Looks like some validation problem, perhaps in UpholdBuildConventionRule.cs ? @ncook-hxgn Which version of nuget.exe are you using? Ideally, fill out our Issue Template: https://github.com/NuGet/Home/issues/new /cc @zkat

ncook-hxgn commented 3 years ago

@donnie-msft We're often using the latest version. Back when I created this? I'm not sure, but likely 5.x though.

I update nuget about once per month, and the first thing I do when nuget starts appearing to misbehave is nuget update -self.

zivkan commented 3 years ago

@ncook-hxgn I'm not sure why NuGet ever used build/<package_id>.props, but in general we recommend using build/<tfm>/<package_id>.props. In your case <tfm> is native. This matches the path that the warning message NuGet generated is reporting. This should also prevent your package being being installable into .NET projects, whereas currently your package advertises itself as being compatible with all target frameworks, as that's what build/ with no TFM means. This will become more useful as NuGet starts to implement "search by TFM".

Alternatively, if you rename your build/native/ folder to something that is not a folder name that NuGet recognises as a supported framework, I would expect this warning to disappear as well.

So, in this case, I believe the validation rule is working as designed. This validation was created to help package authors detect when they have props/targets in the package that are not being imported, because it's not correctly following NuGet's naming convention.

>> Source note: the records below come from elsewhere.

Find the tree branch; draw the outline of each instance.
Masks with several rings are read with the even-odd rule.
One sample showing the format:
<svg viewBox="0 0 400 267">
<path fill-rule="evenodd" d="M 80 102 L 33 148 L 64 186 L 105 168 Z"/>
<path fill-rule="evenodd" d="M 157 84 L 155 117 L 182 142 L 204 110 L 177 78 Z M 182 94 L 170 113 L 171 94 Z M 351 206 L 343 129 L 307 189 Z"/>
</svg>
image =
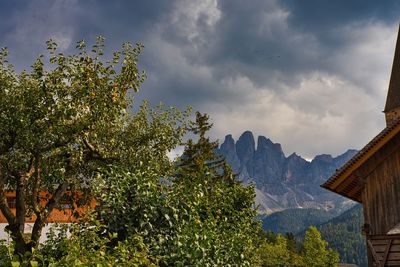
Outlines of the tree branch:
<svg viewBox="0 0 400 267">
<path fill-rule="evenodd" d="M 2 173 L 0 173 L 0 210 L 8 222 L 8 226 L 6 226 L 6 229 L 11 231 L 11 236 L 16 242 L 16 250 L 23 251 L 26 246 L 23 232 L 19 230 L 16 217 L 8 206 L 5 193 L 6 191 L 4 185 L 4 176 L 2 175 Z"/>
<path fill-rule="evenodd" d="M 87 137 L 83 137 L 83 144 L 89 150 L 89 154 L 87 155 L 88 160 L 100 160 L 104 163 L 112 163 L 117 160 L 117 158 L 106 158 L 101 155 L 101 153 L 87 140 Z"/>
<path fill-rule="evenodd" d="M 46 206 L 43 208 L 42 212 L 37 214 L 35 223 L 32 229 L 31 235 L 31 246 L 36 247 L 39 244 L 39 239 L 42 234 L 42 229 L 45 226 L 48 217 L 50 216 L 53 209 L 60 203 L 60 200 L 64 196 L 68 188 L 68 182 L 65 181 L 58 186 L 54 195 L 47 202 Z"/>
<path fill-rule="evenodd" d="M 41 183 L 41 172 L 42 172 L 42 159 L 40 156 L 36 155 L 35 156 L 35 175 L 34 175 L 34 181 L 33 181 L 33 188 L 32 188 L 32 194 L 31 194 L 31 202 L 32 202 L 32 208 L 33 211 L 35 212 L 36 216 L 40 214 L 40 207 L 38 203 L 38 198 L 39 198 L 39 187 Z"/>
<path fill-rule="evenodd" d="M 26 217 L 26 183 L 30 177 L 32 177 L 35 172 L 35 158 L 32 157 L 29 163 L 28 171 L 22 174 L 19 174 L 17 180 L 17 191 L 16 191 L 16 199 L 15 199 L 15 208 L 16 208 L 16 224 L 21 233 L 24 232 L 25 229 L 25 217 Z"/>
<path fill-rule="evenodd" d="M 13 225 L 16 223 L 15 215 L 14 215 L 14 213 L 12 213 L 12 211 L 7 203 L 3 175 L 0 176 L 0 210 L 3 213 L 4 217 L 6 217 L 6 220 L 10 225 Z"/>
<path fill-rule="evenodd" d="M 37 214 L 36 220 L 33 225 L 32 234 L 31 234 L 31 247 L 37 247 L 39 244 L 39 239 L 42 234 L 42 229 L 45 226 L 47 219 L 49 218 L 53 209 L 60 203 L 62 197 L 64 196 L 65 192 L 67 191 L 69 181 L 73 176 L 73 167 L 71 159 L 68 159 L 67 166 L 66 166 L 66 178 L 64 182 L 58 185 L 56 191 L 51 196 L 49 201 L 47 201 L 46 206 L 44 206 Z"/>
</svg>

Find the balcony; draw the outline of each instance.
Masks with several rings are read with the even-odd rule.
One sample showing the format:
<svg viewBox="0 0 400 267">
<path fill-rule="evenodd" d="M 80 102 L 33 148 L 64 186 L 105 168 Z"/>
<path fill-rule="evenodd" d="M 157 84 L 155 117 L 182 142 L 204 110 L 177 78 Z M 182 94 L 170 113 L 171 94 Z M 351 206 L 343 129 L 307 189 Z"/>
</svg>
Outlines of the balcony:
<svg viewBox="0 0 400 267">
<path fill-rule="evenodd" d="M 368 235 L 372 266 L 400 266 L 400 234 Z"/>
</svg>

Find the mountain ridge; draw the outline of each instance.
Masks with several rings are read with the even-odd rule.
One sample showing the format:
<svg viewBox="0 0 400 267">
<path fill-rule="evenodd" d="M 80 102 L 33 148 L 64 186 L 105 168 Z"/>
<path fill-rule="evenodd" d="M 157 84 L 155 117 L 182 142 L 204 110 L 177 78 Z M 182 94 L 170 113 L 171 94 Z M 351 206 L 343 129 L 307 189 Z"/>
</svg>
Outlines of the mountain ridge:
<svg viewBox="0 0 400 267">
<path fill-rule="evenodd" d="M 320 187 L 336 169 L 355 155 L 349 149 L 333 157 L 316 155 L 308 161 L 292 153 L 285 156 L 282 145 L 265 136 L 255 142 L 251 131 L 245 131 L 237 141 L 231 134 L 217 150 L 244 183 L 256 188 L 256 203 L 260 213 L 272 213 L 288 208 L 344 209 L 352 202 Z"/>
</svg>

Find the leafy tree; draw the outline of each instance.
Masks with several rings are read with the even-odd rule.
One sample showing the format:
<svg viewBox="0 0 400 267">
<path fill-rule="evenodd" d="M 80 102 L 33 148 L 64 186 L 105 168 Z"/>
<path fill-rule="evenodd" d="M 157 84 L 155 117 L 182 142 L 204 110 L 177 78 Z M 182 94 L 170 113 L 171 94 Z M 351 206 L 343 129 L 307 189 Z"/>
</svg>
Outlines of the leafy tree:
<svg viewBox="0 0 400 267">
<path fill-rule="evenodd" d="M 105 61 L 103 43 L 99 37 L 87 51 L 81 41 L 76 54 L 64 55 L 50 40 L 48 56 L 20 74 L 7 50 L 0 52 L 0 211 L 17 253 L 38 246 L 52 210 L 67 192 L 90 191 L 100 169 L 165 173 L 166 154 L 184 133 L 185 115 L 177 110 L 143 105 L 131 116 L 133 93 L 145 79 L 137 66 L 142 45 L 124 44 Z M 16 192 L 16 213 L 6 191 Z M 49 197 L 39 200 L 41 191 Z M 26 237 L 30 216 L 35 222 Z"/>
<path fill-rule="evenodd" d="M 276 236 L 275 242 L 265 242 L 260 250 L 262 266 L 289 266 L 287 240 L 281 234 Z"/>
<path fill-rule="evenodd" d="M 327 248 L 328 243 L 321 239 L 321 233 L 310 226 L 304 236 L 303 255 L 307 266 L 336 266 L 339 254 Z"/>
<path fill-rule="evenodd" d="M 169 201 L 177 210 L 168 264 L 187 266 L 248 266 L 254 262 L 260 225 L 254 221 L 254 188 L 244 187 L 227 163 L 215 153 L 217 142 L 207 137 L 212 124 L 206 114 L 196 113 L 189 140 L 177 162 Z M 173 255 L 173 256 L 172 256 Z"/>
<path fill-rule="evenodd" d="M 266 239 L 258 247 L 257 254 L 261 266 L 336 266 L 339 255 L 327 248 L 318 230 L 311 226 L 307 231 L 302 248 L 299 248 L 293 234 L 275 235 L 268 232 Z M 300 241 L 299 241 L 300 242 Z"/>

By (accidentally?) creating a subdirectory under build/ that happens to match a supported target framework (native), NuGet can't tell the difference between:

I wish I noticed this back in October, but I no longer think there's a bug in the validation rule.

ncook-hxgn commented 3 years ago

@zivkan indeed I've been creating a lot of native recently.. I've built ~60 like this 😁 (BCGControlBarPro is special though, in that it's the only source so far with a .props file in a place that confuses nuget.. don't ask me why it's there).

I guess I missed this rule/guideline changing.. when did nuget move from recommending build/<package_id>.props to build/<tfm>/<package_id>.props?

So, what nuget is trying to say is "Hey, I found something in the <tfm> folder: so if this is <tfm>, why isn't your <package_id>.props a <tfm>/<package_id>.props?!".

Either way, what it's actually telling me is that is that there is a problem/something-to-be-aware-of because build/native/bcgcontrolbarpro-win32.props is not in the build/native/include folder: If I just copy that file there "to fix the warning", I'll not be helping anyone I suspect. I think the warning is a bit misleading in that respect.